Austin seems like the right place for them – and, perhaps, for me. It’s on my list of possible cities to settle in, when I’ve had enough of the road. I loved the weather in December, though, which is a bad sign – most of the year I’d probably melt into a puddle on the ground. Austin is the home of UT and of the state government, two institutions that I can imagine are frequently at odds, given Texas politics. It’s famous for being the folk music capital of the US. It’s full of coffee houses, it has good used bookstores, it’s easy to bike in, and it’s not quite as suburban as many of the cities I’ve visited. Perhaps because it is the capital of a red state whose governor was George W, it’s not as new age as my other favorite college town, Boulder. Maybe that’s why it seemed so congenial to me. It has the liberal culture of a college town without feeling provincial. And it has at least some of the feel of a real city, without being as horribly expensive as New York. It doesn’t feel like a mass of strip development, the way Tucson does. It feels real, though it’s neither as old nor as densely settled as eastern cities. It’s organic, not the real estate developer’s imitation of a city that are downtown San Antonio and Phoenix.

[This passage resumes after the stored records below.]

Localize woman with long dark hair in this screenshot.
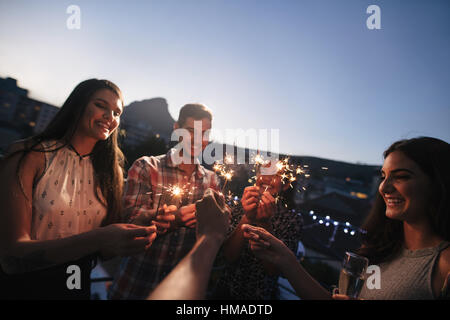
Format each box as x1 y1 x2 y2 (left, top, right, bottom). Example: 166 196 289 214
241 137 450 299
355 137 450 299
0 79 156 299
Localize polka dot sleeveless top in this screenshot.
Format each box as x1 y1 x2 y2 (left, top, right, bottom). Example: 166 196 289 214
31 141 107 240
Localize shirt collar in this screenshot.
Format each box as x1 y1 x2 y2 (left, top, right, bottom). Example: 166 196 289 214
166 148 206 178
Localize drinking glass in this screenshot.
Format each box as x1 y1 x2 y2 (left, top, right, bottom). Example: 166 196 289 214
338 252 369 299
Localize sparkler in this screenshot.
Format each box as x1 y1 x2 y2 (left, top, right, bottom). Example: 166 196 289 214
153 182 194 214
248 153 312 208
166 185 184 197
253 153 266 166
213 154 235 193
251 154 309 188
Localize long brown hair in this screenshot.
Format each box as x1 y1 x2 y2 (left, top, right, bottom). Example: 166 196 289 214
357 137 450 264
6 79 125 225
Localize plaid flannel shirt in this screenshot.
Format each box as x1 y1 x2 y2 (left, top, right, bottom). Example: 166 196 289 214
108 149 220 299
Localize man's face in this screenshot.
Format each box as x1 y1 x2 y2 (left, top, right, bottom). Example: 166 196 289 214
174 117 212 159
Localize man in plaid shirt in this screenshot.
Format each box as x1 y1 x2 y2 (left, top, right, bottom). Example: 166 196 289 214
108 104 220 299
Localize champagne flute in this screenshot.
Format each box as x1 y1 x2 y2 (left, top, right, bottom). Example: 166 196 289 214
338 252 369 299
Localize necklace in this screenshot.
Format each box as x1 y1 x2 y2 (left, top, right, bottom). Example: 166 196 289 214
68 143 93 159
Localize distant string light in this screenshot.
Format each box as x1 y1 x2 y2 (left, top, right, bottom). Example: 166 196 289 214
228 194 365 241
213 152 364 246
302 209 366 238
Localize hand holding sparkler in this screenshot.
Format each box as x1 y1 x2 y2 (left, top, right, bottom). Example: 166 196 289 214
241 186 260 220
256 191 276 223
241 186 276 225
176 204 197 229
154 204 177 235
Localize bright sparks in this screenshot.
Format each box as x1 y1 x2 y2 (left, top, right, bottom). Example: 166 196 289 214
171 186 182 197
213 153 235 192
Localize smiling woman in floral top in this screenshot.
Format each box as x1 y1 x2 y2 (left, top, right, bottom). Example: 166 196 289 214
0 79 156 299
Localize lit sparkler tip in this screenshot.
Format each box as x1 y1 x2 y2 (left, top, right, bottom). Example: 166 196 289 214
276 161 284 172
169 185 183 197
253 153 266 166
224 154 234 165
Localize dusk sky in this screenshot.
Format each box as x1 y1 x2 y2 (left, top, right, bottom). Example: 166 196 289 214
1 0 449 165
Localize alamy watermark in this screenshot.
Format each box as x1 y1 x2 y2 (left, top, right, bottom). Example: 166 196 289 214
66 264 81 290
170 121 281 175
367 5 381 30
66 4 380 31
365 264 381 290
66 5 81 30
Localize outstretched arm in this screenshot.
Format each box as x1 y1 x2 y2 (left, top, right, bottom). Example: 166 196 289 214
148 188 230 300
242 224 331 300
223 187 276 272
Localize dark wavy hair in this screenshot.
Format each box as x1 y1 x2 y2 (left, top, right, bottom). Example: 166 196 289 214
6 79 125 226
357 137 450 264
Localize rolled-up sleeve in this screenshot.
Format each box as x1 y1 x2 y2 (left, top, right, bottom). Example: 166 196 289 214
123 157 157 223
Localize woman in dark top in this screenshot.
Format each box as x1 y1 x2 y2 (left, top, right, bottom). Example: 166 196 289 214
242 137 450 299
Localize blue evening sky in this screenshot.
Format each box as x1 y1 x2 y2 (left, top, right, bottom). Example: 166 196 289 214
1 0 449 165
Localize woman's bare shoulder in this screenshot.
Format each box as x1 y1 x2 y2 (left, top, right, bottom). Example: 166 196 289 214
2 139 46 174
440 246 450 267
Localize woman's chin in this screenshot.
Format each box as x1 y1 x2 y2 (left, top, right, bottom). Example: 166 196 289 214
96 134 110 141
385 209 406 221
97 129 113 140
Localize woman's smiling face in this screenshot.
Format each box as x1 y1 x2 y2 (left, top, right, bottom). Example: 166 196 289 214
379 150 433 224
77 89 123 141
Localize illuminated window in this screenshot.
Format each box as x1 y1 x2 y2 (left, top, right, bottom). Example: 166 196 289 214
356 192 368 199
29 121 36 127
350 191 368 199
34 105 41 111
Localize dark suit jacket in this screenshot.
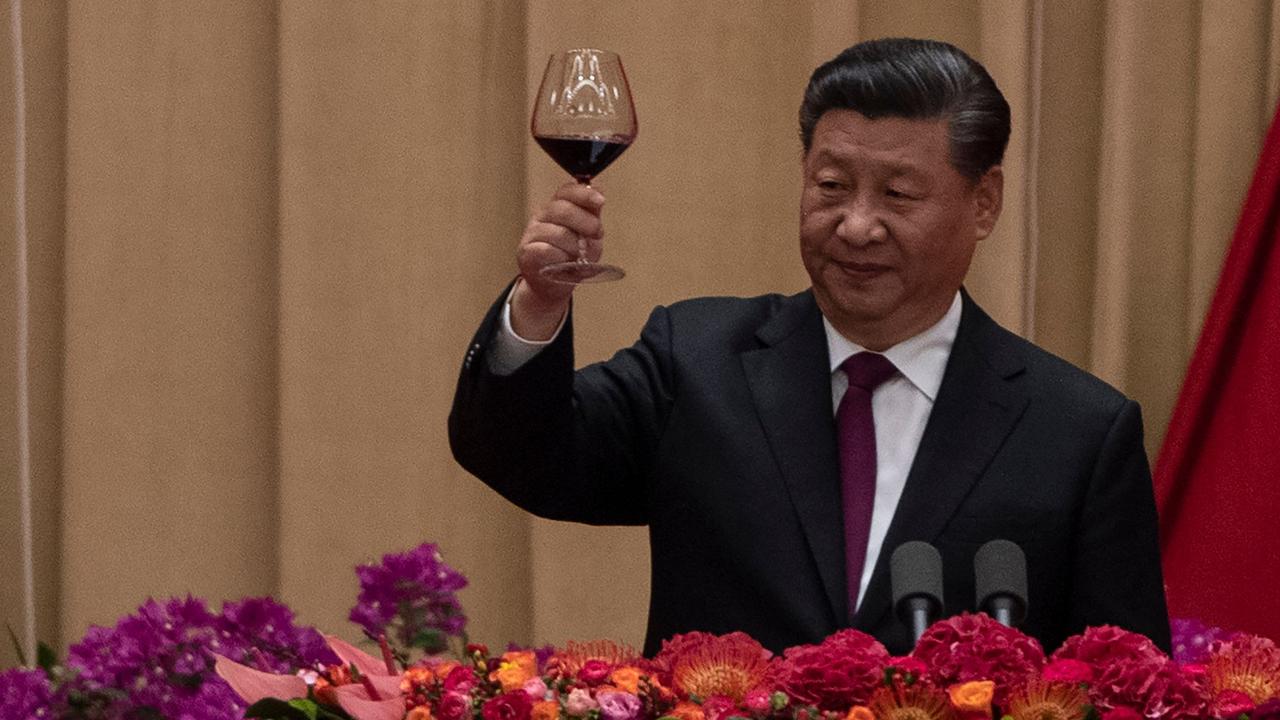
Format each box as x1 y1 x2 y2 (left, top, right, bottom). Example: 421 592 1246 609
449 287 1171 657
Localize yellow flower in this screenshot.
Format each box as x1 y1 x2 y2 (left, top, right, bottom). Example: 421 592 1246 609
407 708 433 720
1005 680 1089 720
948 680 995 713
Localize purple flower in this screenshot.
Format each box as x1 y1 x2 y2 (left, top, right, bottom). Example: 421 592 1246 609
0 668 58 719
348 542 468 654
1170 617 1233 665
596 690 642 720
63 595 327 720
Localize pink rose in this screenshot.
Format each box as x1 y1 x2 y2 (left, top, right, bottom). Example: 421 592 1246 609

It has a river, too. I took my kayak out on Town Lake, as the river is known thanks to dams at both ends of the city. There are several rowing clubs that anyone can join; Keith is a member of one of them. Sign me up! I haven’t been out in a shell in twenty years, and I’d love to do that again. At the upstream end of the river is a small island park, where dozens of dogs splashed in the water as their people chatted on the shores. Downtown, the paths along the water were crowded with walkers, runners, bikers, and folks just hanging out. On the river, I came across a couple in sea kayaks who turned out be both avid paddlers and avid bird-watchers. We took Barton Creek as far we could, following birds in the water and people on the shore. At the downstream end of Town Lake I watched coots, scaup, wood ducks, and other feathery creatures dipping and diving in the

water. If it had been warmer out I would have gone for a swim in the famous Barton Springs Pool, a vast spring-fed swimming pool that has been the subject of an extensively-analyzed watershed protection movement as development threatens to contaminate its source waters. Austin is the kind of town where there would be a community uproar about sprawling development that puts a treasured pool at risk. It’s an educated town, full of people fighting to make the city what they want it to be.

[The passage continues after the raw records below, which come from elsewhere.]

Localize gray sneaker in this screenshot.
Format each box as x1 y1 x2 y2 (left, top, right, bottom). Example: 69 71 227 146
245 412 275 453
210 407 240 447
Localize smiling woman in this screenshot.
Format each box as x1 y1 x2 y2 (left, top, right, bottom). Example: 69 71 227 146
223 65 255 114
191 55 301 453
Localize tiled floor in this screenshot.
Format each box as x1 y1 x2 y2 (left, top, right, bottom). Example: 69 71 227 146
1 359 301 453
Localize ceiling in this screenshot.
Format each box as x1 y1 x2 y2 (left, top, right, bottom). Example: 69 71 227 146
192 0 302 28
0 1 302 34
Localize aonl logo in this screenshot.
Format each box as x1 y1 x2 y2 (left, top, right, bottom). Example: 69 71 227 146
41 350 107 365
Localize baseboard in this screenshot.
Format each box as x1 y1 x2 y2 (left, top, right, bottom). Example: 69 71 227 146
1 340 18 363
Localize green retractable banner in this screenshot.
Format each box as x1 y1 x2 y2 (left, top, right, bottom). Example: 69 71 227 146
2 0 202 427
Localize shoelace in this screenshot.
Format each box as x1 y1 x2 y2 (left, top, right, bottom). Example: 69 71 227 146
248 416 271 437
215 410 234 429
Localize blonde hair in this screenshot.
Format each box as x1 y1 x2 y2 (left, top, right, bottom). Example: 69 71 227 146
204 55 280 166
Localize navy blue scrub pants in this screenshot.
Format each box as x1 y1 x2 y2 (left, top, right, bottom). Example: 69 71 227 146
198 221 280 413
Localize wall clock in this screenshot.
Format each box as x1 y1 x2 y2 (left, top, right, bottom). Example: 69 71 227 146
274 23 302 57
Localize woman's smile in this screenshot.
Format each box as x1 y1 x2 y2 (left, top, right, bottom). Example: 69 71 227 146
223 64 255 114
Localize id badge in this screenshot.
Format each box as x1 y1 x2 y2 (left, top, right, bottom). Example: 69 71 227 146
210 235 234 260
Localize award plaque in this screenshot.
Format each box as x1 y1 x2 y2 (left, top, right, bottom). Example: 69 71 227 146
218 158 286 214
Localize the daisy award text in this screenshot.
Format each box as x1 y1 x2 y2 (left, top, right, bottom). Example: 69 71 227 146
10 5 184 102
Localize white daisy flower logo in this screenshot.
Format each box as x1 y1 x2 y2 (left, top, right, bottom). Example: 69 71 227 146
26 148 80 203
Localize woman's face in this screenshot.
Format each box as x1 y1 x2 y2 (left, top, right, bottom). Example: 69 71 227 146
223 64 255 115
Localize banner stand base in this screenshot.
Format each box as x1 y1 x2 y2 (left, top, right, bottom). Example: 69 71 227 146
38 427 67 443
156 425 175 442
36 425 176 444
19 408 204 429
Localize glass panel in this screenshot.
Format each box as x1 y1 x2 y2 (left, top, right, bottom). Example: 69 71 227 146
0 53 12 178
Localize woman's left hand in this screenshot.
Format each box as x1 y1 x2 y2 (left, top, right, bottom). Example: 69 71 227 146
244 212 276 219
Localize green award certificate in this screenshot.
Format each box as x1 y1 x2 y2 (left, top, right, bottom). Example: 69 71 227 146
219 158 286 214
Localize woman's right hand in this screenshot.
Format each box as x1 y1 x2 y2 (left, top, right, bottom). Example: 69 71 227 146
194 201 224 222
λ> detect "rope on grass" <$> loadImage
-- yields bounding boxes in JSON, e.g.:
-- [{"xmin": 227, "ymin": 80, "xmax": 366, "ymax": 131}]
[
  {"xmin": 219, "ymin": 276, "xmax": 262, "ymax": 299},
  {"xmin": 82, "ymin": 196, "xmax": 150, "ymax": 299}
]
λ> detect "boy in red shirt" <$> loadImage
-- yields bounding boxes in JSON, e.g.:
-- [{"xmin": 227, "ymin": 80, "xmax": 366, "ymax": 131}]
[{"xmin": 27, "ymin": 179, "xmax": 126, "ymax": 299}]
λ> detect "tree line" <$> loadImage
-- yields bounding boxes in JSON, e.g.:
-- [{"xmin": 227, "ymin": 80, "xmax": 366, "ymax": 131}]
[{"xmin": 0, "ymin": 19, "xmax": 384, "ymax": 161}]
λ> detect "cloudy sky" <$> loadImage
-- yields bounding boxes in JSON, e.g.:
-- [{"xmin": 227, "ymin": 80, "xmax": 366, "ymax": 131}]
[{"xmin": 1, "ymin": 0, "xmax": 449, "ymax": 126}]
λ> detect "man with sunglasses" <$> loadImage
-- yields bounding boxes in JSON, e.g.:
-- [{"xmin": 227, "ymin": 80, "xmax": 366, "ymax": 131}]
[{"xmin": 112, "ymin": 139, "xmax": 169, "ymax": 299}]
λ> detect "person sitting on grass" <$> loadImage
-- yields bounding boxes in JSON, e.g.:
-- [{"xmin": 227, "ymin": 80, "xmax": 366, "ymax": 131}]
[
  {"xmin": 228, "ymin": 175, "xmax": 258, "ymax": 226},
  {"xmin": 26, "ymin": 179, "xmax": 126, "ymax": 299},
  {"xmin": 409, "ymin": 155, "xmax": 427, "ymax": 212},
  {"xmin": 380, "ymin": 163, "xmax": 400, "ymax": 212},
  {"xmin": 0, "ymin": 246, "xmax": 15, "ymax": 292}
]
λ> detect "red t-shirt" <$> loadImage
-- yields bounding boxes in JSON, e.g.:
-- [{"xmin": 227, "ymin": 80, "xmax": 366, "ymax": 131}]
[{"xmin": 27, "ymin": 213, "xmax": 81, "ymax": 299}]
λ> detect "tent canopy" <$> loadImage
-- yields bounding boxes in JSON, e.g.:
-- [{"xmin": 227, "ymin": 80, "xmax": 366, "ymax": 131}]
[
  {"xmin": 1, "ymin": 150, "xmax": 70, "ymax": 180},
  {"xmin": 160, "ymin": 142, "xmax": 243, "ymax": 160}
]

It is also half Hispanic, but that side of the city is much less visible. When I told the paddlers on the river that I’d launched my boat downstream of the I-35 bridge they looked a bit alarmed, suggesting that it might not be so safe to leave my van there. When I mentioned it to a boy at the Texas Rowing Center, where I pulled alongside the dock to inspect the shells, he seemed quite taken aback. Keith and Jonathan pretty much suggested that the far side of I-35 was "the wrong side of the tracks” in Austin, and that the road had been placed where it was to create a buffer between the upper-middle classes of the university and the state house and the less affluent Hispanics. Indeed, when I drove down to the park where I launched my kayak, the sudden change in neighborhoods when I went under the interstate was striking, to say the least. But I never did go further into the east side of town, so I don’t know what it’s all about.